Game 216 | January 23, 1973 | Tony Oliva, Ken Sanders
Missing all but 10 games of the 1972 season due to a series of knee operations, Tony Oliva was about to have his career reborn with the inception of the Designated Hitter role in the American League. He played four years as a DH for the Twins and came back to hit .291 with 16 home runs and 92 RBIs in 1993. Sanders, obtained in an off-season trade with Philadelphia for Cesar Tovar, won only two games and saved eight in his lone season with the Twins in 1973. Tovar played all nine positions for the Twins in a game in late 1968.

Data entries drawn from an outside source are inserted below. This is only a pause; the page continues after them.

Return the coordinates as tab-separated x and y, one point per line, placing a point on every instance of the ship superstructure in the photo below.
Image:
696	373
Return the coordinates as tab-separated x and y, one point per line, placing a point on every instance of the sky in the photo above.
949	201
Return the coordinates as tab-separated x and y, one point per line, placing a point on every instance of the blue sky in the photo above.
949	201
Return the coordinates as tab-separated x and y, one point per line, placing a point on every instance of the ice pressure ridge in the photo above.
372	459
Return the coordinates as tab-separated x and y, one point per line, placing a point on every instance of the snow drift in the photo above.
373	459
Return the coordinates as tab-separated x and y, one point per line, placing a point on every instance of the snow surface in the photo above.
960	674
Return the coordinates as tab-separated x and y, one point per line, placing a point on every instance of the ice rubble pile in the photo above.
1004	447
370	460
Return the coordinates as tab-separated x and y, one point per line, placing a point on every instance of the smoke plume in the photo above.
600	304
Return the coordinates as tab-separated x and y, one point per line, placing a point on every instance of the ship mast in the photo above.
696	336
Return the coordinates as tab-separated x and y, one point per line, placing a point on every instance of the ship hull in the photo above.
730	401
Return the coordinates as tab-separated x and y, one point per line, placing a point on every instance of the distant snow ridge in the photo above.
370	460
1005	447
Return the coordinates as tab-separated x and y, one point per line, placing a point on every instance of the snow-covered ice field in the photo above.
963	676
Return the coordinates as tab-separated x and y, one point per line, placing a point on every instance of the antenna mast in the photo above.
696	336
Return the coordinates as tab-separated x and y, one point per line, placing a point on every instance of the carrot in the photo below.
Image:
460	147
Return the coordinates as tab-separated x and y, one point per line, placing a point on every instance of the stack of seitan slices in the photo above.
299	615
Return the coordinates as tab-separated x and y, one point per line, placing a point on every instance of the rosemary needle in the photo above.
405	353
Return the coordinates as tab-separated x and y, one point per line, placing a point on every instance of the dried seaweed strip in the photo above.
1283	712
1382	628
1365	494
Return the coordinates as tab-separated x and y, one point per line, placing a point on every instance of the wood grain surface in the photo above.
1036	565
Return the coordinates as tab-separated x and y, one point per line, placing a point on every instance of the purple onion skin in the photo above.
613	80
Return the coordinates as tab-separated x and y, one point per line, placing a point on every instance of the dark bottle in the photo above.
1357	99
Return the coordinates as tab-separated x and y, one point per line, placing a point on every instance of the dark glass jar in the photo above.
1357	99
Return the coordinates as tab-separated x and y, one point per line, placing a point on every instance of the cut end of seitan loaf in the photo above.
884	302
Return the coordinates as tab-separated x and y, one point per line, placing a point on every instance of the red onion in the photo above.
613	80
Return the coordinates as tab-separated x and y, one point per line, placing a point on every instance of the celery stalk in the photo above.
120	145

Game 217 | March 16, 1973 | J. P. Parise, Buster Harvey, Dennis Hextall
The Minnesota North Stars finished third in the NHL's Western Division in 1972-'73. Veterans Hextall and Parise led the team in scoring with 82 and 75 points respectively. Harvey, a 22-year-old in only his second NHL season, had 21 goals and 34 assists.
Game 218 | April 26, 1973 | Art Rooney
One of the most beloved figures in the history of Pittsburgh, Rooney won $2,500 on a series of long shot winners at a race course and used the money to buy Pittsburgh a franchise in the National Football League. He ran the team from 1933 until 1984 when he turned the day-to-day operations over to his son, Dan. A weak team through most of its first 40 years, the Steelers dominated pro football in the 1970s, winning Super Bowls in 197 4, 1975, 1978 and 1979.
Game 219 | May 17, 1973 | Elroy Hirsch, Don Canham
Crazylegs Hirsch won All-America honors as a receiver at both Wisconsin and Michigan before starring as a professional for the Los Angeles Rams. He served as the Athletic Director at Wisconsin from 1969 to 1987. Canham, an All-American track star at Michigan, returned to the school as its Athletic Director in 1968 and held that job for 21 years. He is credited with the development of many marketing programs that later became standard practice in major college football programs.
Game 220 | July 12, 1973 | Eddie Bane, Rod Carew
Just weeks after being the Twins number one draft pick, the left-handed Bane was summoned to the major leagues to face Kansas City in a July 4th game that drew a record 45,890 fans to Met Stadium. Bane pitched well, but did not figure in the decision. He went on to win only seven games in his major league career. Carew led the American League in hitting that year with a .350 batting average.
Game 221 | September 7, 1973 | Cal Stoll, Paul Giel
A week after his Dunkers appearance, Stoll opened the Gopher football season by losing 56-7 at Ohio State. The team lost only one other Big Ten game all season, to Michigan, and finished third in the conference with a 6-2 record. As Gopher Athletic Director, Giel played a major role in luring Stoll from Wake Forest after the 1971 season.
Game 222 | October 4, 1973 | Fred Cox
A graduate of Pittsburgh, Cox became the Minnesota Vikings placekicker in 1963 and held the job for the next 14 years. He is the team's all-time leading scorer with 1,365 points and is the all-time field goal leader with 282. He became a chiropractor after he finished his pro football career, and he is the answer to the popular sports trivia question, "What former National Football League player is the inventor of the Nerf football?"
(LtoR) Back Row: Walter Bush, Sid Hartman (physician); Fron row: Fred Cox, Phil Lewis
Game 223 | December 11, 1973 | Bowie Kuhn
A very successful lawyer; Kuhn represented the National League in a lawsuit against them by the City of Milwaukee when the Braves were moved to Atlanta. He emerged as the surprise choice as commissioner when the two leagues were unable to decide between Chub Feeney and Mike Burke. His reign as Baseball Commissioner lasted from 1969 to 1985.
Game 224 | December 18, 1973 | Parker MacDonald, Gary Bergman
Taken by the new Minnesota North Stars with the team's 18th pick in the 1967 NHL expansion draft, MacDonald contributed 62 points to the Stars' offense in their first two seasons and retired after the 1969 season. He returned to coach the team in late 1993 and resigned later in the same season. Bergman, acquired from Detroit in a trade for Ted Harris, played only a single season for the North Stars before returning to the Red Wings in a trade for a draft choice who turned out to be Alex Pirus.